Sunday, September 9, 2018


It’s a little corny to compare Widows to Ocean’s 8 (can you believe critics actually get paid to do this?). You might as well compare Widows to Sugar & Spice or even Set It Off. We get it - female heist movies. They’re all the same. Although in all fairness, Widows & Set It Off would make a helluva double feature as both movies are partially about women forced in to a life of crime because their backs are against the wall.

To give my friend John Cribbs of The Pink Smoke some credit, Widows should really be compared to something like The Wire as it’s not only about a big score, but it also touches on corrupt politics, racial profiling and issues concerning poverty & crime in impoverished neighborhoods (in Widows it’s Chicago instead of Baltimore).

There are some fair comparison to Heat however. I certainly don’t think Widows is as good as Michael Mann’s crime masterpiece but it does deserve to be mentioned in the same discussion.
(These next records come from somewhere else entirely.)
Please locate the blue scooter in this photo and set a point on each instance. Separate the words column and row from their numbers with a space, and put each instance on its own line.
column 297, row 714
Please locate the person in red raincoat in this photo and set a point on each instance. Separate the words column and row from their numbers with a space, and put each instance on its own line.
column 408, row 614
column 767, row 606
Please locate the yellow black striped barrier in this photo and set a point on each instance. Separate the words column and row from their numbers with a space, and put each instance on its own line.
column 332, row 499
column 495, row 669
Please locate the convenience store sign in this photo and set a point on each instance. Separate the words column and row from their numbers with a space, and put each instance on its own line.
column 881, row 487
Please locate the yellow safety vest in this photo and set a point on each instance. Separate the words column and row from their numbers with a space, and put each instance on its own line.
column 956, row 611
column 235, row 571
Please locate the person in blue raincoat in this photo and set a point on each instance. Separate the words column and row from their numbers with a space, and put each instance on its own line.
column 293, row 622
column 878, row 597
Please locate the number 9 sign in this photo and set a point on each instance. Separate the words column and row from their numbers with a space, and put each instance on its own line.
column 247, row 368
From the beautiful cinematography & robbery masks to the way they acquire one of the members of their crew (reminiscent to how Deniro picks up Dennis Haysbert as the last-minute driver), Widows is from the school of Mann’s Heat.

Heat / Widows

Heat / Widows

And like Heat - there are a couple of minor plot holes and other various elements that could have been ironed out more. But most folks don’t give Heat that much flack so we shouldn’t do it to Widows (seriously, I don’t understand how Val Kilmer got away so easily at the end of Heat. Can someone please explain that part of the movie to me?). And having a couple of former Michael Mann collaborators in the form of Colin Farrell & Viola Davis makes the Mann connection a little more valid...
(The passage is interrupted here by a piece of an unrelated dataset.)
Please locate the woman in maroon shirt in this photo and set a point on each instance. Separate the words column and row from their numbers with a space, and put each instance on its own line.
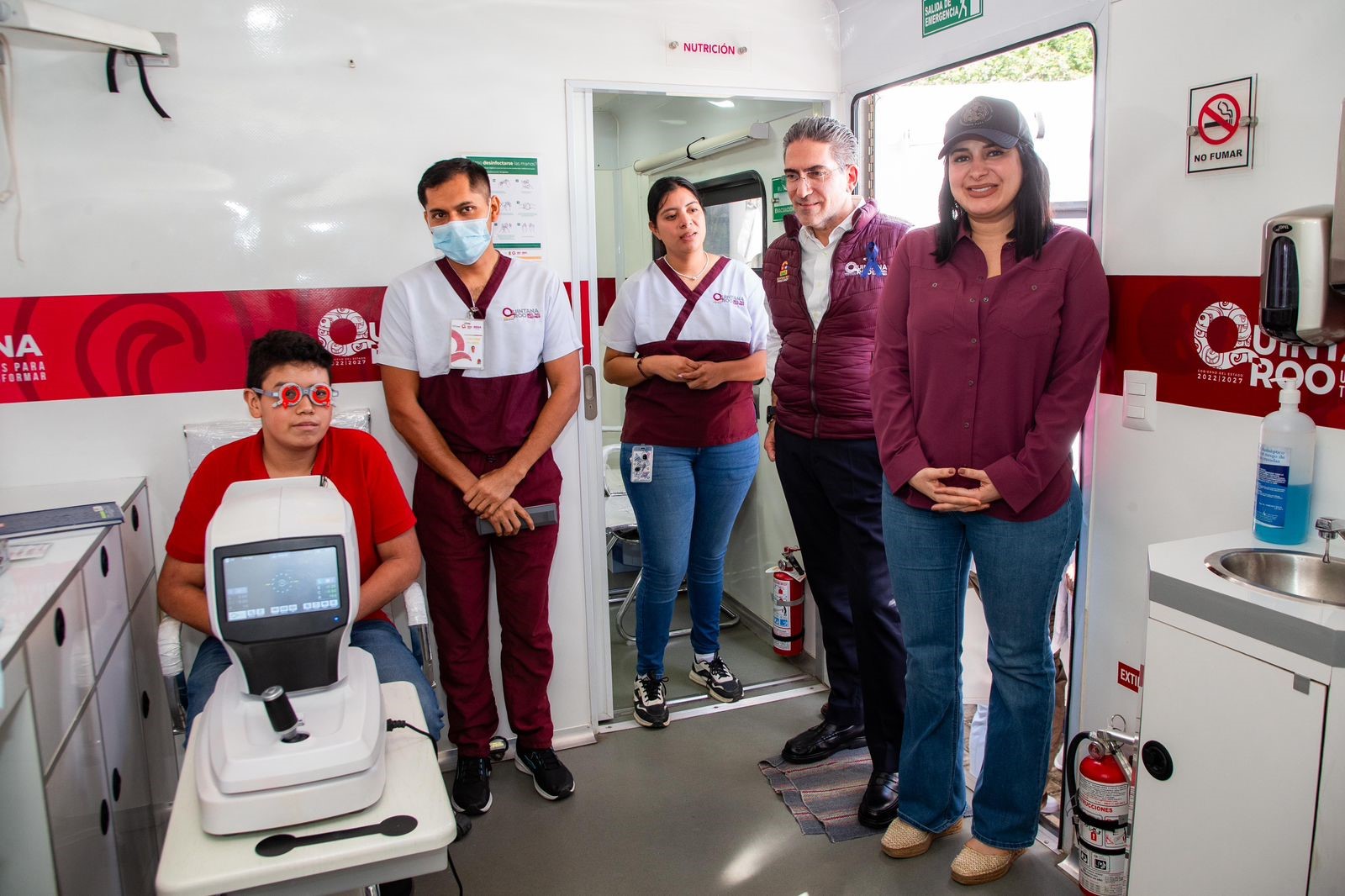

Widows is the kind of movie that might end up in my top 10 of the year under the “frustrating but rewarding category”. Besides some of the questionable decisions made by a few of the characters, the movie could have been longer or, like John Cribbs said, a mini-series. The source material is based on a series from the 80’s so I give Steve McQueen credit for compressing the story down to an enjoyable two hour movie.
Daniel Kaluya does an excellent job as the film’s villain and Robert Duvall steals the few scenes he’s in. Of the main characters, Viola Davis shines (Cynthia Erivo does go toe to toe with Davis in any scenes they share).

This one is a little different from Hunger or 12 Years A Slave. While Widows certainly lets its beliefs & politics be known, they aren’t forced down the audiences throat (and Steve McQueen manages to make a few poignant statements about race in America in two quick moments better than certain specific entire films have done so far in 2018). The cinematography in Widows almost acts as a form of social commentary in some parts. But this isn't a "message movie". If you don't put too much in to this and take it as an entertaining heist movie you'll be satisfied. Widows deserves all the hype it’s getting. But it also deserves more than lazy comparisons to Ocean’s 8 or The Girl With The Dragon Tattoo (???).